Ao se deparar com os problemas das mais variadas ordens e complexidades, o Direito Penal Moderno encontrou-se frente ao trilema da ruptura, petrificação ou atualização. Desse modo, classificaram-se os possíveis modelos do Direito Penal do Risco apresentados em face desse trilema da seguinte maneira: enquanto exemplos de ruptura com o Direito Penal elegeu-se o Direito Penal do Inimigo como o expoente categórico e máximo da perversão completa dos valores e limites da racionalidade jurídico-penal.

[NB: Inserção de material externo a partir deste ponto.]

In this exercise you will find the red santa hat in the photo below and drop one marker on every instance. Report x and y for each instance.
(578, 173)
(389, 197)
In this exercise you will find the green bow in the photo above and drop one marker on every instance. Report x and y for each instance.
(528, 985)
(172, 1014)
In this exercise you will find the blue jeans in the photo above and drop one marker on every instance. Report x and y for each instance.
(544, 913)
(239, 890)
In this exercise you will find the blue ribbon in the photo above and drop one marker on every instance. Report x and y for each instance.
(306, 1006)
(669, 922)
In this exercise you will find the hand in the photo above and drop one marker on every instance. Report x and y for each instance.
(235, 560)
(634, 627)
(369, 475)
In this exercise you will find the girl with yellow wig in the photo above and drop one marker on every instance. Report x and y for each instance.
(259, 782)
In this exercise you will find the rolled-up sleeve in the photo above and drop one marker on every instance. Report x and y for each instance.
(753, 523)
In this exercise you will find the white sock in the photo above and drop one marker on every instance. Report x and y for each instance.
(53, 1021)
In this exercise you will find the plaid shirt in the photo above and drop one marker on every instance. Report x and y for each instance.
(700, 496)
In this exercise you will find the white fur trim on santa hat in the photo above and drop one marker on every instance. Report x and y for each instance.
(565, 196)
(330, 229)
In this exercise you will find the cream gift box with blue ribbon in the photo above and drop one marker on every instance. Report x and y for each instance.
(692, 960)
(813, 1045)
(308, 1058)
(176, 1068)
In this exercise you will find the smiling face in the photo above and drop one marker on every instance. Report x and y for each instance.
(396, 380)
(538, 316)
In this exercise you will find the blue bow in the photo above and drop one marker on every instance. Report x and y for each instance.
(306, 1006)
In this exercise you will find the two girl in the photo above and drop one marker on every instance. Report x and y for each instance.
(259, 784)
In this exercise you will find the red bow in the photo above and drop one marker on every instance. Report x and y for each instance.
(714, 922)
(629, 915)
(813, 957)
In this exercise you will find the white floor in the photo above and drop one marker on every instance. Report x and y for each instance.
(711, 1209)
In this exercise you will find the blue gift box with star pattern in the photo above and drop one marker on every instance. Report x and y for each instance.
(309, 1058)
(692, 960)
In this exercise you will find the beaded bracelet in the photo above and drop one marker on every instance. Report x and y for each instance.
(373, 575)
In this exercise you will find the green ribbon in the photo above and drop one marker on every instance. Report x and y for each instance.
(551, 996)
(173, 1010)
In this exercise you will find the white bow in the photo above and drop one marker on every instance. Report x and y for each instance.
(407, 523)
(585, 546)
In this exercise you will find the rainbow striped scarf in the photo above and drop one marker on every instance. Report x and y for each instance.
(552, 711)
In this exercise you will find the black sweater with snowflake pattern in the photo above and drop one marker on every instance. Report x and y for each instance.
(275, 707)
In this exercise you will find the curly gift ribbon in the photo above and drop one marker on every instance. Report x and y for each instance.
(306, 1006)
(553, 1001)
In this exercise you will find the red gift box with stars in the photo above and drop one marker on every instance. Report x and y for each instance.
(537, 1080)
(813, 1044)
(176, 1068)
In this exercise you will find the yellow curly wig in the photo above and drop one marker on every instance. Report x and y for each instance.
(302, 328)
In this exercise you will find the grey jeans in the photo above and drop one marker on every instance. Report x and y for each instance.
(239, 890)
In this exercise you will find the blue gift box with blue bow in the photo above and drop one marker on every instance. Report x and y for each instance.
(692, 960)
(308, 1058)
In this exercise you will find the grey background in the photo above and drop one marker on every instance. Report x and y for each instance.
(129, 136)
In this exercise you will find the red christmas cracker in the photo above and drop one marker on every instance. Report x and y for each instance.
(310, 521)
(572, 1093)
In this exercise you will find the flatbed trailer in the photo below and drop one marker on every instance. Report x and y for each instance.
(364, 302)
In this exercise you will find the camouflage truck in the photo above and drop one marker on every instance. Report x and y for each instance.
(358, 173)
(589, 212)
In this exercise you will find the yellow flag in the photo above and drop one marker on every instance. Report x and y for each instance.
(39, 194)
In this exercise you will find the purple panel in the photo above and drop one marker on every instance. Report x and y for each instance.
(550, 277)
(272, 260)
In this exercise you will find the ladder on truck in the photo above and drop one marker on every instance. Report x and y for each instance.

O Direito Penal de Precaução e a estabilidade futura por meio da tutela penal (enquanto possíveis manifestações jurídico-penais dos princípios ambientais da precaução e da equidade intergeracional) foram considerados como suscetíveis às vias da ruptura, caso se manifestem em figuras de duvidosa legitimidade como os delitos de acumulação, de infração de dever, de mera desobediência ou de comportamentos, pois restariam deslocados completamente da questão da ofensa a bem jurídico por diluírem o desvalor do resultado em face de um exclusivo desvalor da ação, o que não é compatível com o modelo de injusto penal material defendido por todo o trabalho. Em síntese, apontaram-se a precaução e a equidade intergeracional como figuras coadjuvantes na tutela penal (embora se assumam como verdadeiros protagonistas no Direito Ambiental). Os delitos de acumulação, nos moldes propostos por Kuhlen, foram classificados como carentes de legitimidade jurídico-penal e representaram um nítido Direito Penal do Risco por romperem com os princípios da culpabilidade, do direito penal do fato, da igualdade e da individualização das penas, da ofensividade, da presunção de inocência e do in dubio pro reo, da proporcionalidade e da responsabilidade subjetiva.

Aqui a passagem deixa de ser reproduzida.